Growing up, Navratri was one of my favorite times of the year! My siblings and I couldn’t wait for my parents and grandparents to unpack the Golu doll boxes.
We didn’t have ready-made Golu steps in those days, so we had to get creative and make the steps out of tables, boxes, suitcases, anything remotely rectangular in the house. Even if it meant no dining table for the family for those nine days or no coffee table for our grandparents, everyone pitched in to make the nine steps.
Arranging Golu dolls in those steps was an elaborate ritual by itself. From gently unpacking the layers of old newspaper bits that safely wrapped the dolls to dusting and arranging them, my siblings and I enjoyed every bit of it.
Of course, our favorite part of the arrangement is what we called ‘the park’, which usually goes on the side of the nine steps and includes various figurines that portray regular human beings (while the steps are mostly reserved for gods and goddesses.)
As an adult, life got busy, so I haven’t celebrated Navratri for several years now. This year I decided to stop with my excuses, and to make an effort.
When I started preparing for the celebration, I felt the same excitement as I felt in my childhood and teenage days, but of course I am a very different person today. My sensibilities are different. I would like to believe the people in my life and the experiences I have had, have made me a better person. I don’t blindly follow traditions anymore, especially if they are religious.
A letter from the ‘girls of these days’
Navratri, as many of us know, is a celebration of Hindu goddesses and typically considered a women’s festival. Unfortunately, Navratri continues to propagate some of the stories from the Hindu mythology which are sexist, casteist, discriminatory and biased. The festival also continues to portray social representations that are out-dated, irrelevant, and sometimes inappropriate.
Considering the status of women in our country today and the difficulties and challenges they face everyday, I wondered if there was anything I could do differently to put the nine days to good use. That’s how Occupy Navratri was born.
Dark is Beautiful
The word ‘Occupy’, as many of you might know, symbolizes the Occupy movement. The Occupy Movement is an international movement against social and economic inequality and the lack of ‘real democracy’. In the last few years, the movement has taken several forms and has been used by communities across the globe to challenge the status quo and demand real and meaningful change. In essence the word Occupy now means to challenge the status-quo. It’s about time that we occupied Navratri to make the festival relevant, fair, and inclusive.
Instead of blindly displaying out-dated arrangement of dolls, I decided to display dolls with messages against sexism, misogyny, classism, casteism, LGBT phobia and other forms of social evil.

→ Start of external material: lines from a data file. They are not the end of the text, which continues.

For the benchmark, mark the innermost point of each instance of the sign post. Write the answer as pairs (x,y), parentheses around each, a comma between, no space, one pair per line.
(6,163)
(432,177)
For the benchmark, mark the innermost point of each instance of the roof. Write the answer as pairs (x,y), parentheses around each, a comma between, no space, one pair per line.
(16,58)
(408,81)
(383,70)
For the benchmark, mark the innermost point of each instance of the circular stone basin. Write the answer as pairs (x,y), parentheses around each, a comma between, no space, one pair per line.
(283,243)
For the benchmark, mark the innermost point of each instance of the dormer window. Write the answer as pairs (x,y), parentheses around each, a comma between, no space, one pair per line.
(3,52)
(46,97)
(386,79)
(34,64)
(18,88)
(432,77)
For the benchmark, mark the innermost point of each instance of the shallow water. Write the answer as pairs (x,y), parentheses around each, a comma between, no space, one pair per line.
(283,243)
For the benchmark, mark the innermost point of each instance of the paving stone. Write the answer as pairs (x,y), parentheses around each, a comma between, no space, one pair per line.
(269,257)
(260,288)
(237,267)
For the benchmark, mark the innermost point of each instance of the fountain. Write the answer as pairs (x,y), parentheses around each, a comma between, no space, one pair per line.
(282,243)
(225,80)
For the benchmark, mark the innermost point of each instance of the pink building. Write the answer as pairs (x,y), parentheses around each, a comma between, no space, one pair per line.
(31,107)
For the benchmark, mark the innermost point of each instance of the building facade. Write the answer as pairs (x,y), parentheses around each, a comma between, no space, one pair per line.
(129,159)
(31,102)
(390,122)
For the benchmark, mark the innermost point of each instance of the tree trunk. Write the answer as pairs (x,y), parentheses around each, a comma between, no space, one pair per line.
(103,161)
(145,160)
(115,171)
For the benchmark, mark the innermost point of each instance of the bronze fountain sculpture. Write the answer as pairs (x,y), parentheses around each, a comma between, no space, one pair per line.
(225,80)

I used my dolls to tell stories of gender equality, class and racial equality, economic equality and LGBT equality.
Check out some of my Golu arrangements this year! They are available on Facebook, Twitter and Instagram. If you find this inspiring, I invite you to join me in celebrating Occupy Navratri in your home. Let’s claim the space, create our own stories and celebrate fairness and inclusivity. By doing something as simple as this, I am sure we will trigger conversations in our communities that might lead to real change.